Carbon ion irradiation plus CTLA4 blockade elicits therapeutic immune responses in a murine tumor model

Abstract

AbstractRadiotherapy can act as an in situ vaccine thereby activating tumor-specific immune responses that prevent tumor outgrowth in treated patients. While carbon ion radiotherapy has shown superior biophysical properties over conventional photon irradiation, the immunological effects induced have remained largely uncovered. The combination of radiotherapy with immune checkpoint inhibition (radioimmunotherapy) aims at further enhancement of anti-tumor immunity; however, studies on the immune cell composition in irradiated and distant tumors following radioimmunotherapy with carbon ions are scarce.
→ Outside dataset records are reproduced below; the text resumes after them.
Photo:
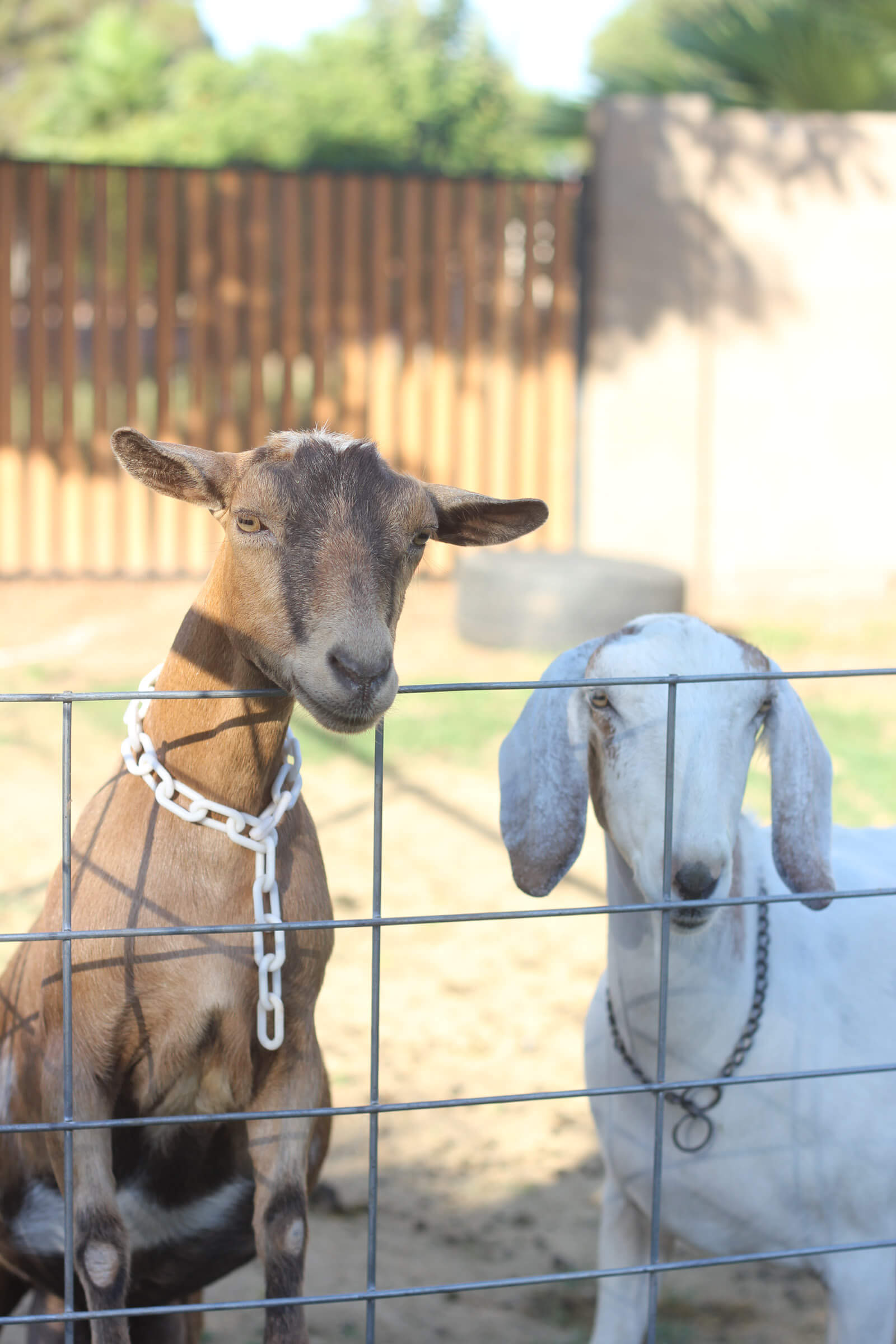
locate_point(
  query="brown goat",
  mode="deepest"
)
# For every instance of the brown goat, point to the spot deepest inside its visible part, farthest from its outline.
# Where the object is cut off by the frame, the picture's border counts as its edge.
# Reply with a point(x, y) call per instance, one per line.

We have established a bilateral tumor model by time shifted transplantation of murine, Her2+ EO771 tumor cells onto the flanks of immune competent mice followed by selective irradiation of the primal tumor, while sparing the consecutive tumor. We demonstrate that αCTLA4-but not αPD-L1-based radioimmunotherapy induces complete tumor rejection in our model. Intriguingly, local tumor control caused in situ immunization resulting even in eradication of non-irradiated, distant tumors. Moreover, cured mice were protected against EO771 rechallenge indicative of long lasting, tumor-protective immunological memory. Deconvolution of the treatment induced immunological effects by single cell RNA-sequencing (scRNA-seq) and concomitant flow cytometric analyses revealed in irradiated tumors predominating myeloid cells that developed into distinct tumor-associated macrophage clusters with upregulated expression of TNF and IL1 responsive genes, as well as activation of NK cells. Non-irradiated tumors showed higher frequencies of naïve T cells in irradiated mice, which were activated when combined with CTLA4 blockade. In conclusion, radioimmunotherapy with carbon ions plus CTLA4 inhibition reshapes the tumor-infiltrating immune cell composition and can induce complete rejection even of non-irradiated tumors. Our data present a rationale to combine radiotherapy approach with CTLA4 blockade to achieve durable anti-tumor immunity. Evaluation of future radioimmunotherapy approaches should thus not only focus on the immunological impacts at the site of irradiation but should also consider systemic immunological effects that might affect outgrowth of non-irradiated tumors.